Thin places…

As you may have noticed… I like learning new things!

The concept of thin places is one of those new things, just now. According to Celtic traditions, a thin place is where one can walk in two worlds. Such places are not experienced with our usual senses of seeing, hearing, touching, etc. They are, rather, more occasions of gnosis… the Greek word for the knowledge of spiritual mysteries.

This feels like a time of thin places.

The moon will be full early in the morning. I’m not an expert on the lore and symbols of the moon. (We didn’t cover that in Seminary!) I can tell you that the moon is considered by some to be the feminine co-creative energy of God, as you see in my painting, The Co-Creative Soul.

In non-pandemic years, we would be celebrating (or avoiding) Halloween. The Beasties don’t understand but I’m glad for their sakes that we’re avoiding the ghoulies and ghosties this year.
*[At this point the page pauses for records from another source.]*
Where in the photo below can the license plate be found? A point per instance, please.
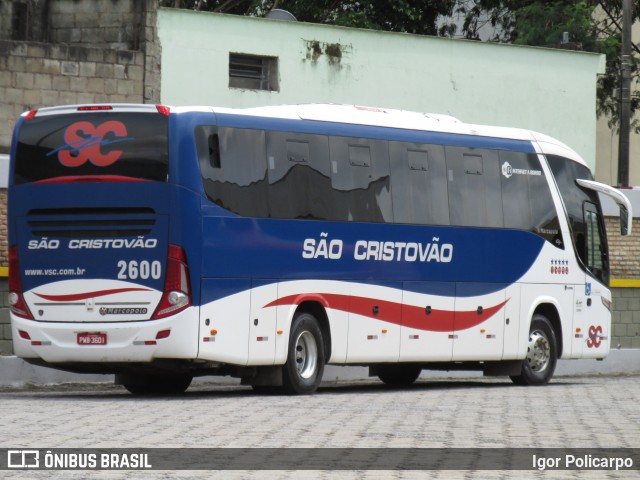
(92, 338)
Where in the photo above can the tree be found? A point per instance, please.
(392, 15)
(592, 26)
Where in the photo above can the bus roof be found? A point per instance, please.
(364, 115)
(405, 119)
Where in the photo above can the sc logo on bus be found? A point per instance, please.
(85, 142)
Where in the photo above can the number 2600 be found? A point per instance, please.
(142, 270)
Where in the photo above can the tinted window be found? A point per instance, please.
(64, 147)
(360, 179)
(417, 183)
(299, 176)
(526, 198)
(474, 187)
(234, 169)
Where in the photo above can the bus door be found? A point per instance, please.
(591, 298)
(479, 321)
(427, 321)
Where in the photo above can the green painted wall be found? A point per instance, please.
(550, 91)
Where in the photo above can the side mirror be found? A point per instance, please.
(625, 222)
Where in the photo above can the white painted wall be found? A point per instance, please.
(547, 90)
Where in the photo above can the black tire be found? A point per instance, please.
(302, 372)
(140, 384)
(542, 354)
(398, 375)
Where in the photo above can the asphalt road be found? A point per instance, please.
(593, 412)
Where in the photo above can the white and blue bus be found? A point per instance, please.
(163, 243)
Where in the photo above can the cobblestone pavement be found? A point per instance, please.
(571, 412)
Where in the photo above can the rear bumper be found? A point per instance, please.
(126, 341)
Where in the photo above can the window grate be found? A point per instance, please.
(253, 72)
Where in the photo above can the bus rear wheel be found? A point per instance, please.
(400, 375)
(145, 384)
(302, 372)
(542, 354)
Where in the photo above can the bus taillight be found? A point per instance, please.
(177, 288)
(16, 299)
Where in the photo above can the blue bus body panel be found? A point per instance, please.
(268, 248)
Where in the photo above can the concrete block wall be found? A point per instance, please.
(625, 318)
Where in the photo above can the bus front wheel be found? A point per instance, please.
(542, 354)
(303, 370)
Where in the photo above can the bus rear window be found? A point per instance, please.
(93, 146)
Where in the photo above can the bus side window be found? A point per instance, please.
(473, 182)
(418, 185)
(214, 151)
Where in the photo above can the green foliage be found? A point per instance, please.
(592, 26)
(392, 15)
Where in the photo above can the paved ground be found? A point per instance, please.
(571, 412)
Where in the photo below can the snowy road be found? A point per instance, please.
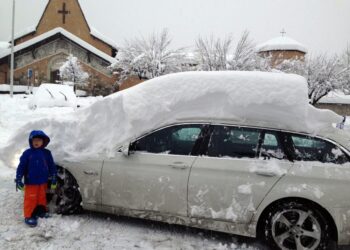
(86, 231)
(95, 231)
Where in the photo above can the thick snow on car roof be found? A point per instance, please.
(275, 100)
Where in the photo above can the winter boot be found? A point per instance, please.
(32, 222)
(44, 215)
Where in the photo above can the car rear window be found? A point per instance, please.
(314, 149)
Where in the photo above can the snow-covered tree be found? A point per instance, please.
(213, 53)
(71, 72)
(217, 54)
(323, 74)
(345, 60)
(148, 57)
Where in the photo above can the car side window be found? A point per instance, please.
(314, 149)
(271, 147)
(178, 139)
(229, 141)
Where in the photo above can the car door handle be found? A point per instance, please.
(178, 165)
(265, 173)
(90, 172)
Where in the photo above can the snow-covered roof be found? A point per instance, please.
(335, 97)
(94, 32)
(65, 33)
(275, 100)
(4, 45)
(24, 32)
(281, 43)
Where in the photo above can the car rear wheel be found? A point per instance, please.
(66, 199)
(295, 226)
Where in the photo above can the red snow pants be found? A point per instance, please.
(34, 195)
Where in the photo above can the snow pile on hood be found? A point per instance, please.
(53, 95)
(256, 98)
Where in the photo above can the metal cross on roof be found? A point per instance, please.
(283, 32)
(64, 12)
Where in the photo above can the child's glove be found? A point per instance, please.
(53, 183)
(53, 186)
(19, 185)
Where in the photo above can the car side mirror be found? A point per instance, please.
(125, 149)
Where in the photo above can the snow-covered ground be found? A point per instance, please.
(85, 231)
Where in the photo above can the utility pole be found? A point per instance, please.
(12, 48)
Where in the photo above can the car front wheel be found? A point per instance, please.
(66, 199)
(295, 226)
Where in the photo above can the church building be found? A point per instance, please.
(282, 48)
(62, 30)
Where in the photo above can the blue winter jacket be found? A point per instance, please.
(36, 165)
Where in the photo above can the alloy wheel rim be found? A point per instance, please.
(296, 229)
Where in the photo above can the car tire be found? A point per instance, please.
(66, 199)
(295, 225)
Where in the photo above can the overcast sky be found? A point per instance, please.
(323, 26)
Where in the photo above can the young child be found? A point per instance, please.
(36, 166)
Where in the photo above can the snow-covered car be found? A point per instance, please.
(237, 152)
(49, 95)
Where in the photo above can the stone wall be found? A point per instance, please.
(50, 56)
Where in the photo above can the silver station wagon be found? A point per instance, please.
(289, 188)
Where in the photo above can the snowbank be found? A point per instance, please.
(262, 99)
(53, 95)
(16, 88)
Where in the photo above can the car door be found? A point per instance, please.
(236, 172)
(154, 176)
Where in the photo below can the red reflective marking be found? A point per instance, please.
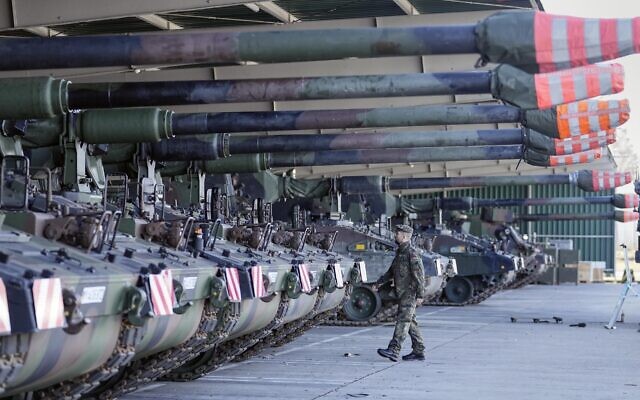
(593, 82)
(543, 41)
(543, 94)
(567, 82)
(636, 34)
(575, 41)
(609, 39)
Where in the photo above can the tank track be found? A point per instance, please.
(211, 330)
(130, 335)
(319, 319)
(14, 349)
(282, 332)
(475, 299)
(227, 351)
(388, 313)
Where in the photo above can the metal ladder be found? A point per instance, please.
(628, 289)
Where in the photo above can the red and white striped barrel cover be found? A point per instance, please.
(303, 274)
(162, 295)
(583, 117)
(362, 268)
(577, 158)
(608, 180)
(566, 42)
(567, 86)
(5, 320)
(257, 281)
(47, 301)
(232, 277)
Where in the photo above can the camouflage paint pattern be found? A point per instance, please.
(504, 37)
(46, 364)
(588, 180)
(233, 47)
(617, 215)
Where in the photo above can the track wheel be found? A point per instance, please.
(459, 289)
(364, 304)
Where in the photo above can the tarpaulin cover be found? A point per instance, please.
(541, 91)
(540, 42)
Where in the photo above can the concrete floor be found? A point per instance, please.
(474, 352)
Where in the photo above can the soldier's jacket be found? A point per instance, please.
(407, 273)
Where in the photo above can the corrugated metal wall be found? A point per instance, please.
(594, 239)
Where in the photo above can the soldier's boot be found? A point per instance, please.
(388, 353)
(413, 356)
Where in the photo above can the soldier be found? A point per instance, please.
(407, 274)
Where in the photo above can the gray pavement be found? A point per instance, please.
(474, 352)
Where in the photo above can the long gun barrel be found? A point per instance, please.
(42, 97)
(389, 140)
(561, 121)
(505, 82)
(531, 40)
(264, 161)
(617, 215)
(155, 125)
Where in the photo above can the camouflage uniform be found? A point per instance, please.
(407, 273)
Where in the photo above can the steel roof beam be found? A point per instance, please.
(159, 22)
(274, 10)
(407, 7)
(44, 31)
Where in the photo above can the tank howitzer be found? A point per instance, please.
(89, 127)
(636, 189)
(506, 83)
(617, 215)
(126, 283)
(266, 161)
(469, 203)
(155, 358)
(365, 305)
(43, 97)
(155, 125)
(530, 40)
(559, 121)
(617, 200)
(233, 145)
(482, 268)
(587, 180)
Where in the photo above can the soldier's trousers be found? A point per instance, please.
(406, 323)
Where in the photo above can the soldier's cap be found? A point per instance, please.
(404, 228)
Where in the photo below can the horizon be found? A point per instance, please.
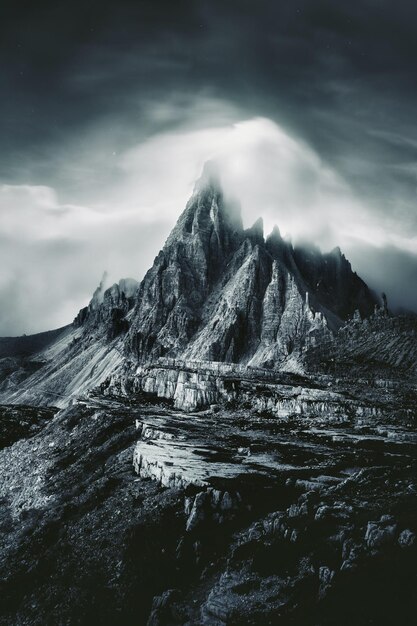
(104, 138)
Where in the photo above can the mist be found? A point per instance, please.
(53, 254)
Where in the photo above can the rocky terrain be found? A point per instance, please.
(231, 441)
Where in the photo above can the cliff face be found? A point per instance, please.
(215, 293)
(219, 292)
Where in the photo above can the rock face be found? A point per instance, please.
(217, 292)
(107, 310)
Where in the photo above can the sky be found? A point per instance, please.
(108, 112)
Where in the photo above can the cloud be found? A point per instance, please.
(53, 253)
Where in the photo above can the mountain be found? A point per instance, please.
(288, 496)
(219, 292)
(215, 292)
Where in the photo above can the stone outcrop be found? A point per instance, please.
(218, 292)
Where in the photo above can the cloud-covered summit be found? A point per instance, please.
(103, 107)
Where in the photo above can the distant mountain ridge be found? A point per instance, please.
(219, 292)
(215, 292)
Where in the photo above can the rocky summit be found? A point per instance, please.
(229, 441)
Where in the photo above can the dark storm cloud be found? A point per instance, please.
(81, 81)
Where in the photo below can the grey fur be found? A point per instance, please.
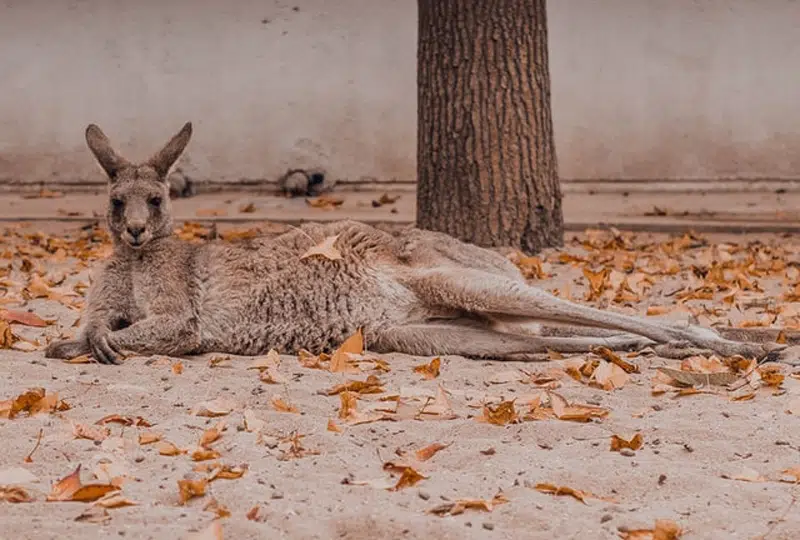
(418, 292)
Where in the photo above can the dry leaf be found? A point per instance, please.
(14, 494)
(664, 529)
(372, 385)
(430, 370)
(426, 453)
(70, 488)
(618, 443)
(282, 406)
(190, 488)
(610, 376)
(460, 505)
(408, 478)
(341, 361)
(148, 437)
(552, 489)
(23, 317)
(215, 407)
(166, 448)
(500, 415)
(211, 434)
(324, 249)
(82, 431)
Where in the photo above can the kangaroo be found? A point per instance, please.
(418, 292)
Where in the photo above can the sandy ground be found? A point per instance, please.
(710, 464)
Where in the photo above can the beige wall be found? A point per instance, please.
(641, 88)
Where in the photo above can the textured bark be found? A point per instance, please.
(486, 162)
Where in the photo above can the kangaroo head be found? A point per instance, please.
(139, 207)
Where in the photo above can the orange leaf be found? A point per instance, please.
(424, 454)
(430, 370)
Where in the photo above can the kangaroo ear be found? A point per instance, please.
(101, 148)
(167, 156)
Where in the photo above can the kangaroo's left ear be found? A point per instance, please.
(165, 158)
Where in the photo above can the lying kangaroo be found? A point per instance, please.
(420, 292)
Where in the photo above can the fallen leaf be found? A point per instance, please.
(664, 529)
(191, 488)
(426, 453)
(70, 488)
(82, 431)
(22, 317)
(280, 405)
(460, 505)
(211, 434)
(148, 437)
(552, 489)
(611, 356)
(212, 532)
(166, 448)
(408, 478)
(137, 421)
(324, 249)
(430, 370)
(215, 407)
(341, 361)
(14, 494)
(618, 443)
(251, 422)
(500, 415)
(372, 385)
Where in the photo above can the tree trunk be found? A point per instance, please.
(486, 162)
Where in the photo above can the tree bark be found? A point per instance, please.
(486, 162)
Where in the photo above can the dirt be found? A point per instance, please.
(694, 446)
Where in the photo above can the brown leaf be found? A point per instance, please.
(574, 412)
(324, 249)
(460, 505)
(372, 385)
(553, 489)
(611, 356)
(14, 494)
(426, 453)
(341, 361)
(664, 529)
(70, 488)
(148, 437)
(166, 448)
(408, 478)
(500, 415)
(191, 488)
(137, 421)
(82, 431)
(430, 370)
(23, 317)
(211, 434)
(280, 405)
(618, 443)
(215, 407)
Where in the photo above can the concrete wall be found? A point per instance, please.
(641, 88)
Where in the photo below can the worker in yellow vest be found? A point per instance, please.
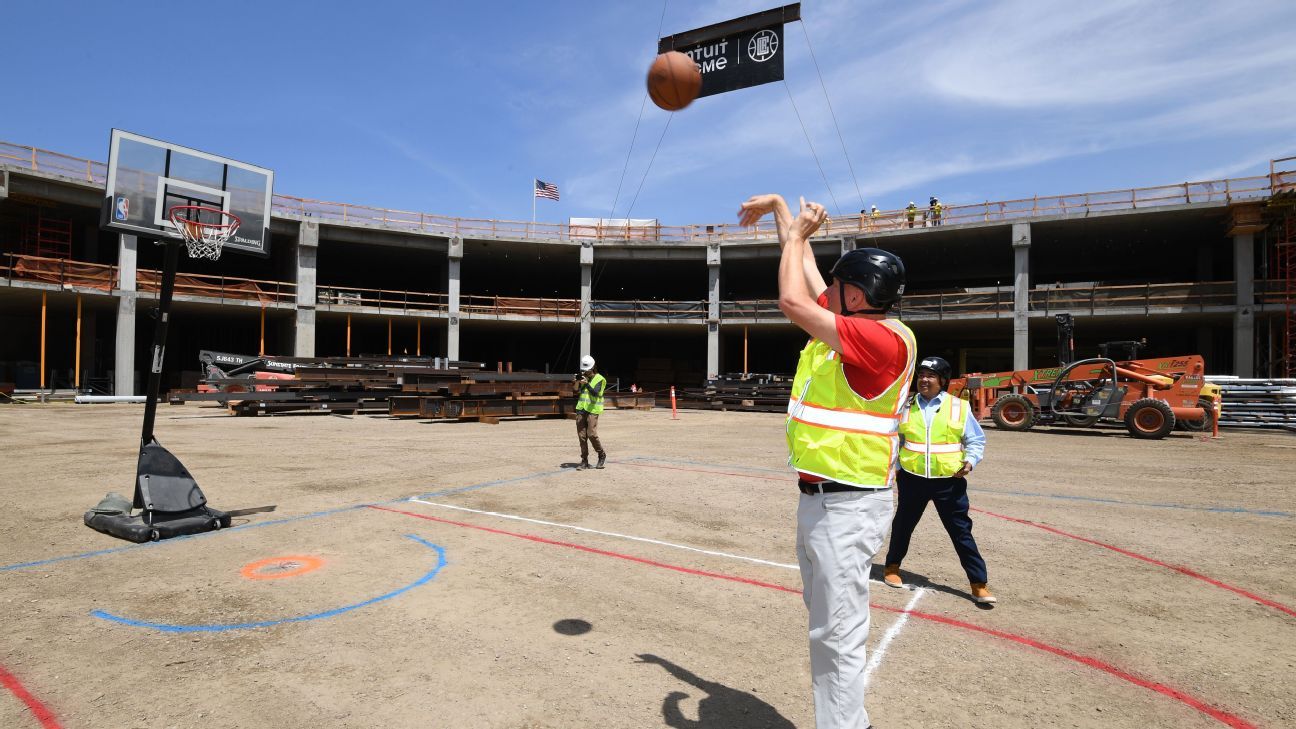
(940, 444)
(589, 405)
(843, 436)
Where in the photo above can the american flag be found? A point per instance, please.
(546, 190)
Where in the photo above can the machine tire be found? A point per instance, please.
(1205, 423)
(1014, 413)
(1150, 419)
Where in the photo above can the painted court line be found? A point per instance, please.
(747, 472)
(272, 523)
(1220, 715)
(1095, 542)
(43, 715)
(1147, 559)
(218, 628)
(876, 658)
(659, 542)
(591, 550)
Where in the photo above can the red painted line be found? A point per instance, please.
(787, 479)
(38, 710)
(1150, 561)
(1116, 549)
(1220, 715)
(591, 550)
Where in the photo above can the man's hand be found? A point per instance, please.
(758, 205)
(809, 219)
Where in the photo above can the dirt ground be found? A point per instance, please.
(1141, 583)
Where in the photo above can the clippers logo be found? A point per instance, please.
(762, 46)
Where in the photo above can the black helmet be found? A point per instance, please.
(878, 273)
(937, 365)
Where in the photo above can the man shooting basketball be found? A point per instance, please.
(843, 423)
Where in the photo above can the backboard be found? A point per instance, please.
(147, 178)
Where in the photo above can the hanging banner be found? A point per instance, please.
(736, 53)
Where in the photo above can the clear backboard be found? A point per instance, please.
(147, 178)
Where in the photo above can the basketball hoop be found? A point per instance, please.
(205, 230)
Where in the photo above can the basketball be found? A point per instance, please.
(674, 81)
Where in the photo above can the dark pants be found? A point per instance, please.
(587, 430)
(951, 502)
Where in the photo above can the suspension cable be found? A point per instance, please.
(833, 114)
(813, 153)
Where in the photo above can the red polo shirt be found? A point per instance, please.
(872, 357)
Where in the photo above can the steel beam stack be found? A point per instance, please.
(1257, 402)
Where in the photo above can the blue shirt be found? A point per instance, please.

Too much door bell ringing!

Personally, I prefer the tradition of All Saint’s Day, observed on November 1.

Growing up, all I knew about Saints was that the Catholic kids in our neighborhood got to stay home from school on a whole bunch of days we public school kids didn’t and it had something to do with Saint days.

If you’ve been hanging around a while you’ve heard me tell this next story before…

When I was working on my doctorate, I was taking an on-campus class at Columbia Theological Seminary which is just down the road from where we live in Decatur, GA.

Walter Brueggemann was teaching about Imagination. (If only I’d known then where that would lead me!) He was also preaching in chapel, on November the first.

Now, Saints don’t come up much in chapel at a Presbyterian seminary. At least they didn’t somewhere in the mid 1990’s. Walter, thinking perhaps that we needed a bit more education, decided to explain things.

Saints, he said, are all the people who believe for us on days when we can’t quite believe for ourselves.

I’m not sure that’s how those long-ago Catholic kids learned it, but Walter’s version totally works for me and I’m blessed with a list full of those folks.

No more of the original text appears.